A Traversal-Aware Hybrid ACO Framework Integrating JPS and GA for Optimized Path Planning of Obstacle-Crossing Robots

To address the lack of traversable region awareness in conventional path planning algorithms for obstacle-crossing robots, an adaptive path planning method is proposed. First, a traversal-aware environment model is constructed by introducing graded traversable regions with associated physical traversal costs. To effectively navigate this complex model, a hybrid Ant Colony Optimization (ACO) framework integrating Jump Point Search (JPS) and the Genetic Algorithm (GA) is developed. Specifically, a JPS-inspired pruning strategy is incorporated into the state transition process to significantly reduce redundant node expansion. Crucially, genetic operators—namely crossover and mutation—are embedded within the main ACO iterative loop to dynamically sustain population diversity and effectively mitigate stagnation in local optima. Correspondingly, the pheromone initialization, state transition mechanisms, and update rules are redesigned to incorporate the robot’s obstacle traversal capabilities.

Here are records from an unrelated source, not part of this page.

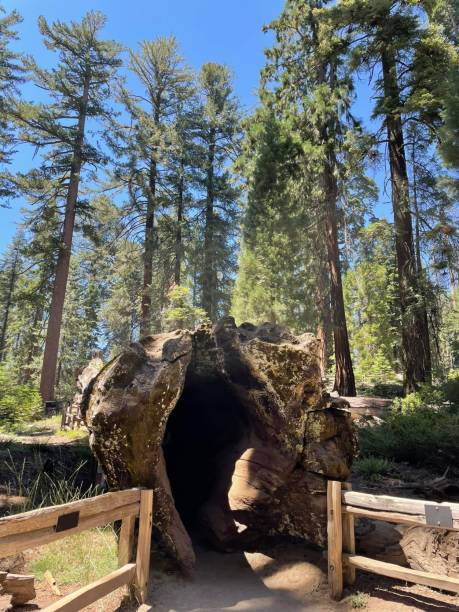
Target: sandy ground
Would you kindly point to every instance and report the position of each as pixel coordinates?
(284, 577)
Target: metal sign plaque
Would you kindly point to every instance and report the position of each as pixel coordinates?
(438, 516)
(67, 521)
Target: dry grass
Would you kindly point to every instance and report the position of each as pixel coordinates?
(78, 559)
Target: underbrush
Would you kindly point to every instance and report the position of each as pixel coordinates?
(18, 403)
(76, 559)
(80, 558)
(50, 426)
(421, 429)
(45, 490)
(373, 468)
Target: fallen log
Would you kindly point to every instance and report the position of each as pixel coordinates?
(432, 550)
(230, 426)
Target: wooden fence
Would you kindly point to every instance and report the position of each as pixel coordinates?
(344, 504)
(45, 525)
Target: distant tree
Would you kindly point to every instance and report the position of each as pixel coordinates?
(370, 290)
(78, 88)
(180, 313)
(218, 138)
(8, 280)
(403, 46)
(166, 86)
(312, 90)
(11, 74)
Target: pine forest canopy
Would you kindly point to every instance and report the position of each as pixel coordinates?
(153, 201)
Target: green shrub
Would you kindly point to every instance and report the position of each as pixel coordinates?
(372, 468)
(451, 388)
(80, 558)
(18, 403)
(420, 436)
(358, 600)
(428, 397)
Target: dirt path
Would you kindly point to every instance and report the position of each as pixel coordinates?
(283, 577)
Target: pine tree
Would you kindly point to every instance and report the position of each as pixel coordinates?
(372, 308)
(166, 85)
(10, 77)
(218, 134)
(78, 89)
(410, 53)
(312, 90)
(8, 280)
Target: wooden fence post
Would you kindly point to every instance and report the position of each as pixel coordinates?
(348, 540)
(335, 540)
(143, 545)
(126, 540)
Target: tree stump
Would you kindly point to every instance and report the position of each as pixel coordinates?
(229, 425)
(21, 588)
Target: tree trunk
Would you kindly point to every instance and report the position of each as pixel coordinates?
(48, 373)
(415, 333)
(9, 301)
(322, 301)
(149, 248)
(344, 373)
(208, 283)
(248, 437)
(178, 229)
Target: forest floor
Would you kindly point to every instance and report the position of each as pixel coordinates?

The framework is further complemented by path optimization operations that reduce unnecessary turning points. Extensive simulation experiments demonstrate that the proposed method outperforms conventional ACO-based and classical path planning algorithms. In particular, it achieves an average reduction of 11.1% in path length and 65.5% in the number of waypoints, while ensuring effective coordination with the robot’s physical traversal capabilities. These results validate the superior search efficiency, robustness, and practical applicability of the proposed approach.